What a strange start to the day this was! She should be at Winifred’s house by now. Isleaf was taking his time reading what she’d written, but there, the words were slowly disappearing, and the leaf was glowing faintly although not as much as usual.
It began to rain.
“Oh, hurry up, Isleaf!” If Isleaf didn’t say anything soon, she’d have to leave, and she wouldn’t be able to write to him again until she returned from Yewlith tomorrow—ah! Isleaf’s answer at last:
“You must find the Mazer key
hidden in the gardens, three.
Then below the greenest tree
you can set the island free.”
The words were small and faint. It was all she could do not to shout at Isleaf and kick him hard to shake those leaves some more and make him give her the answers she’d been wanting for so long. This poem was usel
ess. It didn’t tell her anything!
“Isleaf!” she shouted. “Are you mad? Why can’t you speak normally for a change? Oh! I’m late. I can’t stand around in this wood all night like you. Just give me the leaf. Come on, I’ve got to go!”

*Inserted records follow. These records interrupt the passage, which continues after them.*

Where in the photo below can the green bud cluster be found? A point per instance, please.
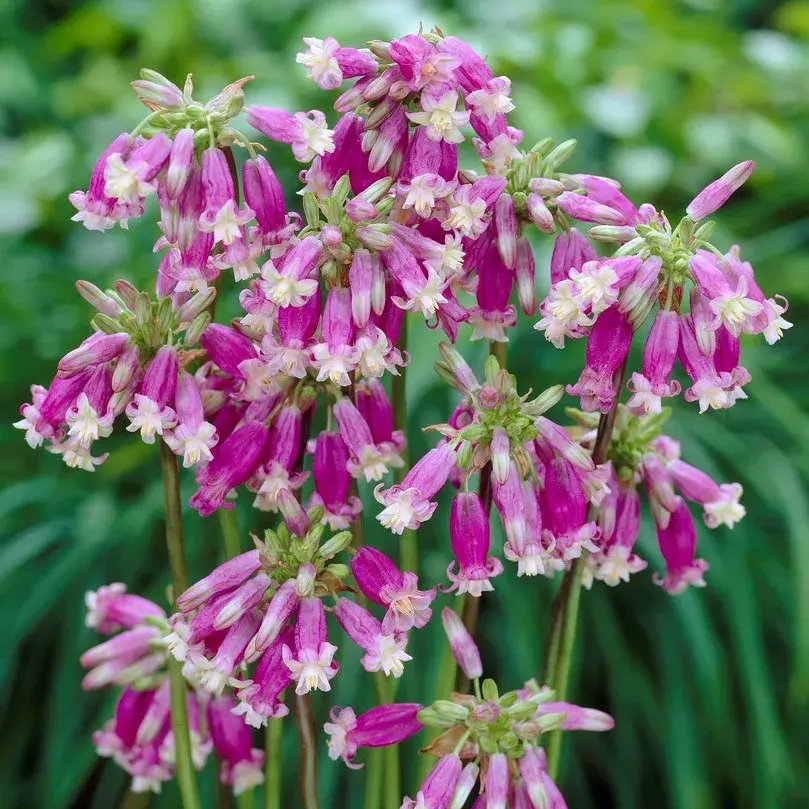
(283, 553)
(173, 109)
(631, 439)
(491, 722)
(149, 323)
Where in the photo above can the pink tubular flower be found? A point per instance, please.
(677, 545)
(235, 460)
(311, 665)
(96, 210)
(110, 608)
(306, 132)
(242, 764)
(384, 651)
(619, 520)
(720, 503)
(193, 437)
(336, 357)
(333, 482)
(469, 535)
(464, 649)
(715, 195)
(382, 582)
(221, 216)
(381, 726)
(439, 786)
(150, 413)
(368, 459)
(607, 348)
(259, 696)
(127, 178)
(659, 355)
(124, 659)
(293, 282)
(408, 504)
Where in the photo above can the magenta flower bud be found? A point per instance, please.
(469, 535)
(571, 250)
(408, 504)
(242, 764)
(215, 673)
(193, 437)
(95, 209)
(659, 355)
(311, 665)
(181, 159)
(380, 727)
(264, 194)
(94, 350)
(577, 718)
(715, 195)
(227, 348)
(110, 608)
(259, 697)
(607, 348)
(241, 601)
(464, 649)
(585, 209)
(707, 388)
(678, 543)
(439, 786)
(505, 223)
(281, 607)
(383, 651)
(720, 504)
(636, 298)
(367, 459)
(472, 72)
(149, 413)
(606, 192)
(526, 277)
(497, 782)
(227, 576)
(236, 459)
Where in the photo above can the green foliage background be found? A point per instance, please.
(709, 689)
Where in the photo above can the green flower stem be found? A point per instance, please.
(562, 636)
(272, 764)
(408, 545)
(232, 542)
(230, 532)
(308, 747)
(186, 777)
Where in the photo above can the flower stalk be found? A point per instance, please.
(565, 614)
(186, 777)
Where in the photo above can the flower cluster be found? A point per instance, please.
(638, 452)
(139, 737)
(266, 607)
(653, 268)
(489, 740)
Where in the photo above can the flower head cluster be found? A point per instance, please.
(639, 453)
(657, 268)
(132, 365)
(266, 607)
(489, 740)
(139, 737)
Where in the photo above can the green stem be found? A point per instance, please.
(272, 764)
(308, 747)
(562, 636)
(186, 778)
(230, 532)
(408, 545)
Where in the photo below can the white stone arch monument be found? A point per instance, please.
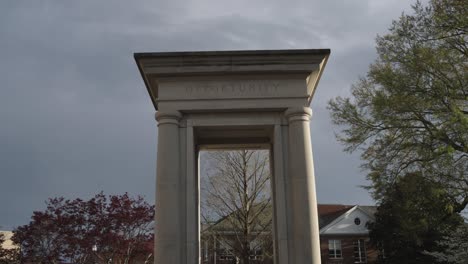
(234, 99)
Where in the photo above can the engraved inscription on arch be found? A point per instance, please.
(193, 90)
(255, 88)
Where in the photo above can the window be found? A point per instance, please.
(357, 221)
(334, 248)
(255, 250)
(360, 251)
(225, 252)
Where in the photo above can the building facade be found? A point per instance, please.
(344, 239)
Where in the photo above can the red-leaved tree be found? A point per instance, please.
(104, 229)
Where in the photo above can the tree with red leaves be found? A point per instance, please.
(8, 255)
(104, 229)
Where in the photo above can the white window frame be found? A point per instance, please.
(334, 245)
(359, 248)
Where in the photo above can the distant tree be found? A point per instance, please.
(238, 196)
(454, 247)
(8, 256)
(413, 216)
(113, 229)
(410, 113)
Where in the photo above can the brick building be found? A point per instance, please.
(344, 238)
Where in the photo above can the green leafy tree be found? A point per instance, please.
(413, 216)
(410, 113)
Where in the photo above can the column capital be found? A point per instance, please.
(298, 114)
(168, 117)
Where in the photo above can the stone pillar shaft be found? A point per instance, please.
(168, 235)
(305, 232)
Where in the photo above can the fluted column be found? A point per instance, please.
(168, 244)
(305, 229)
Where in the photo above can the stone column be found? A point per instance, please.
(168, 244)
(305, 228)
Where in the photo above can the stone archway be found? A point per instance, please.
(234, 99)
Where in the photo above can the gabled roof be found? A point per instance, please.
(343, 222)
(329, 212)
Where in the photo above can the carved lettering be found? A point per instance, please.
(255, 88)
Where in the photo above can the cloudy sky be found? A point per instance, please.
(75, 117)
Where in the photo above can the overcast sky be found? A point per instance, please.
(75, 117)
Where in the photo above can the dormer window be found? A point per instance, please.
(357, 221)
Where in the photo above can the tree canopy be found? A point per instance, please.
(104, 229)
(410, 112)
(411, 218)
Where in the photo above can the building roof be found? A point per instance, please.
(327, 214)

Was the leaf shaking, or was it her hand? She shouldn’t get angry like this. Yet even as her temper faded, the words on the leaf faded, too.
“Isleaf, stop. What are you doing? Leave the poem there!”
But the poem had gone. Sickness entered her stomach, and a bitter juice of fear crept into her throat. Trees never, ever, took their words back.
Drops of rain gusted against her cloak, and fallen leaves swirled into the air. She stumbled up the track, and then turned to look at Isleaf who was waving his branches against the fresh sea wind, his leaves quivering, sucking her words—and his—into his heartwood and down, down, even to the very roots of the world.
***
Silva crept along the path that would lead her out of Skeps Wood to Papery Bridge. From there she’d cross the market square and make her way through the straggling streets to Winifred’s house.
The wood was wild; the tree crowns above bent and billowed in the wet wind, and all around was a dense, moving darkness. She never came into the wood after nightfall, and no wonder. Barberry thorn, slippery sedge, protruding roots, hidden rocks and holes, and thin branches that would have your eye out if you weren’t careful. Her nostrils caught a wisp of the reek that Isleaf had mentioned. He was right; it smelled foul. So she climbed up a short slope to where the path broke into two and peered about.
There it was, a hollow of faintly flashing light, not ahead on the path to the bridge, no, but below to her left, through trees and undergrowth, just a quick slither down the wet bank, over some dead tree trunks and onto ground lit with streaks of cold blue fire. A tree stump crouched at the back of the hollow, four or five unnaturally straight branches sticking up around it out of the blue earth, as if someone had marked the stump for a reason.